Ahluwalia J, Pattari S, Trehan A, Marwaha R K, Garewal G
Department of Hematology, Post Graduate Institute of Medical Education and Research, Chandigarh, India.
Pediatr Hematol Oncol. 2003 Oct-Nov;20(7):563-7. doi: 10.1080/08880010390232790.

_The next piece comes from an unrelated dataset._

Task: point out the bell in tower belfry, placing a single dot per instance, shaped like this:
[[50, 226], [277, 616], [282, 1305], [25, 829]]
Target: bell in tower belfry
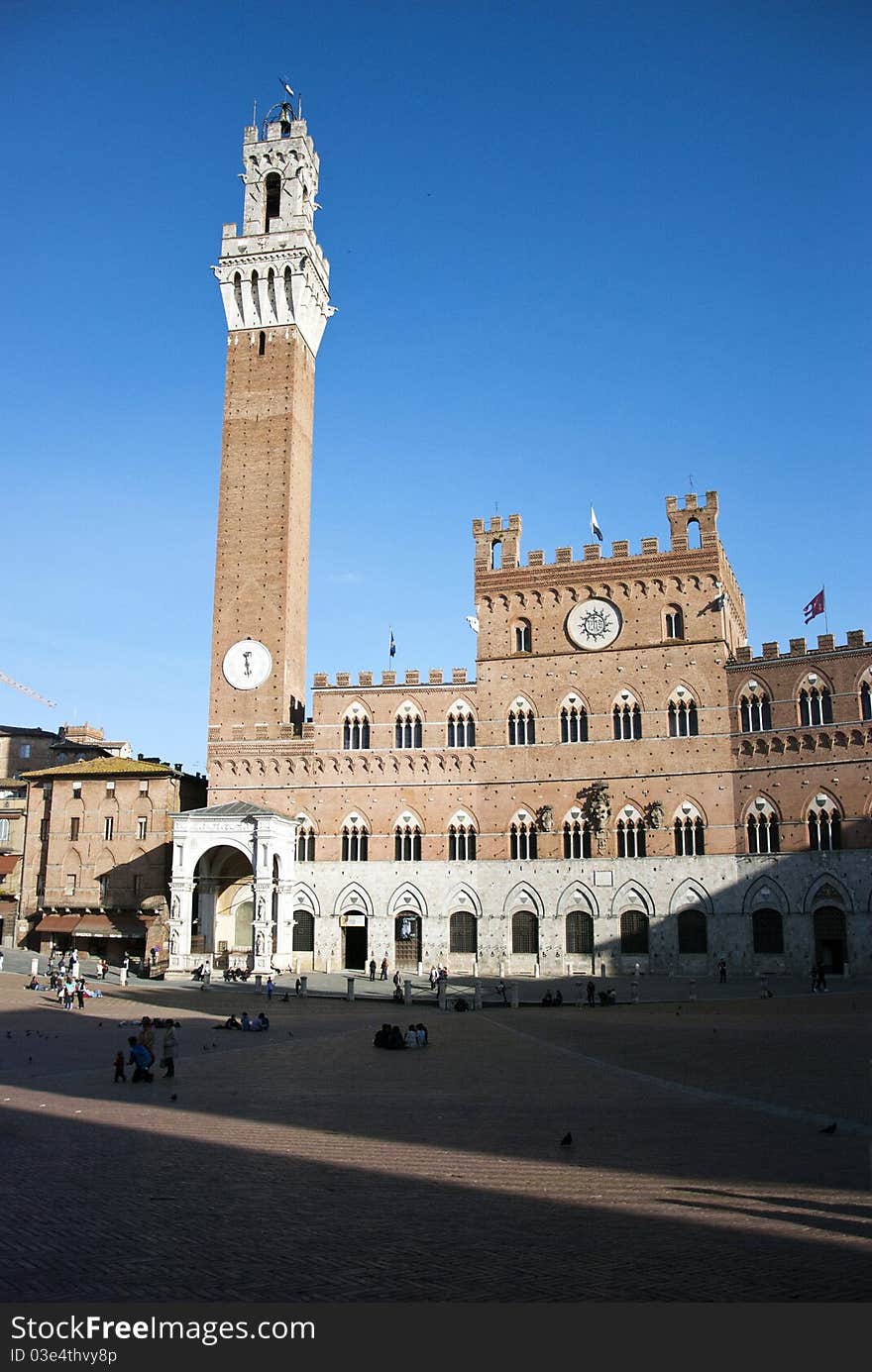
[[273, 281]]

The authors describe an Indian child, who presented in the accelerated phase of the Chédiak-Higashi syndrome. The disease usually presents in early childhood with recurrent skin and mucosal infections. This patient had subtle pigmentary abnormalities and no family history of the disease, which made the clinical diagnosis difficult. The cytopenias, hepatosplenomegaly, lymphohistiocytic infiltrate in the bone marrow, and the characteristic granules in the leucocytes clinched the diagnosis. This case underscores the importance of a bone marrow examination in patients with unusual presentations of rare disorders.
作者描述了一名患有切迪阿克-希加希综合征加速期的印度儿童。该疾病通常在幼儿期出现,伴有反复的皮肤和黏膜感染。这名患者有细微的色素沉着异常,且无该病家族史,这使得临床诊断较为困难。血细胞减少、肝脾肿大、骨髓中的淋巴细胞组织细胞浸润以及白细胞中的特征性颗粒确诊了该疾病。这个病例强调了对罕见疾病不寻常表现患者进行骨髓检查的重要性。